I remember her gentleness with our children. As we visited on other hallowed occasions around our dining room table, she treated them as if they were her own grandchildren. Their questions were handled with tenderness and respect. I smile to reflect on the discussions. 
“What was your favorite animal in the jungle?”
“The toucan.”
“Why do you use one name with your books and another with your husband, Mr. Gren?” 
“When you are a writer, it is important that your readers who knew you in the past can trust you to be the same person in the present.

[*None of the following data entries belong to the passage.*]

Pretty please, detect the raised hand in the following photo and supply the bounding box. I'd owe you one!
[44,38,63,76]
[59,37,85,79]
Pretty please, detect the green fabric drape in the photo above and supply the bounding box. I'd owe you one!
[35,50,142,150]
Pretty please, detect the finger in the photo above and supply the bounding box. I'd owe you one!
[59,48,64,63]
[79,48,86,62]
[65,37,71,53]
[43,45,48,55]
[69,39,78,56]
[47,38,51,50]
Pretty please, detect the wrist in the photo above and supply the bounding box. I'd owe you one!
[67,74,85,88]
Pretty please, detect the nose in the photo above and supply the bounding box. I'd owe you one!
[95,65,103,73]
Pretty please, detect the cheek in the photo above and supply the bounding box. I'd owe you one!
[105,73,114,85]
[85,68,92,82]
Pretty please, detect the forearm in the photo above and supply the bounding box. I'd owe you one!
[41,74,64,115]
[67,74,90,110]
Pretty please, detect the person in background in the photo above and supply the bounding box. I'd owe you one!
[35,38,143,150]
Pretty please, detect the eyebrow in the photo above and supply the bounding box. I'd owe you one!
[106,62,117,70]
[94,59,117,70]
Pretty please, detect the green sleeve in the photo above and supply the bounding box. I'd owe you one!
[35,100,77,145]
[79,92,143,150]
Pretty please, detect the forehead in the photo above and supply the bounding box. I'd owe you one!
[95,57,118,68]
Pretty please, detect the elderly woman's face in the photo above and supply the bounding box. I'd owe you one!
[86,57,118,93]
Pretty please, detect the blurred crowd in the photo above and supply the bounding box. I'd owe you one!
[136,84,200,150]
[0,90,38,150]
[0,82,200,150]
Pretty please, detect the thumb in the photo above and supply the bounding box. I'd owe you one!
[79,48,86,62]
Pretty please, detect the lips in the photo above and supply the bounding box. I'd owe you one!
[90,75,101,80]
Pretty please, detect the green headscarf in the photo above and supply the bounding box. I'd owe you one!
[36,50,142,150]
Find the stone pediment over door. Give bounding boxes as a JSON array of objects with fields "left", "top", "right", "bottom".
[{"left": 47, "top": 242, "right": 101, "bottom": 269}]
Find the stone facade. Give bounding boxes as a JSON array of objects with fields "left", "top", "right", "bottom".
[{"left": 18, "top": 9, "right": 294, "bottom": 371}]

You don’t want to confuse them with different names.” 
“What was the strangest thing you ever ate in the jungle?”
Laughter followed, of course.

Elisabeth and I would go on to journey together in the coming years, mostly at a distance, but intersecting lives when geography allowed. She remained consistent: uncompromising obedience, crystal clear clarity. I’m sure that today, countless tributes are already pouring in. Mine is just one, one testimony of one life that was changed. Forever.

Goodbye Elisabeth. I will miss you, remember you, and look forward to joining you in The Land That Is Fairer Than Day, where at The Marriage Feast of the Lamb, we will enjoy far more than apfel strudel and coffee.

Elisabeth Elliot left this life with the very same crystal-clear clarity with which she had lived it; at 6:15 am on 6:15:15 she departed.  Imagine that.

Today, on the one year anniversary of her Homegoing, I pay her Tribute.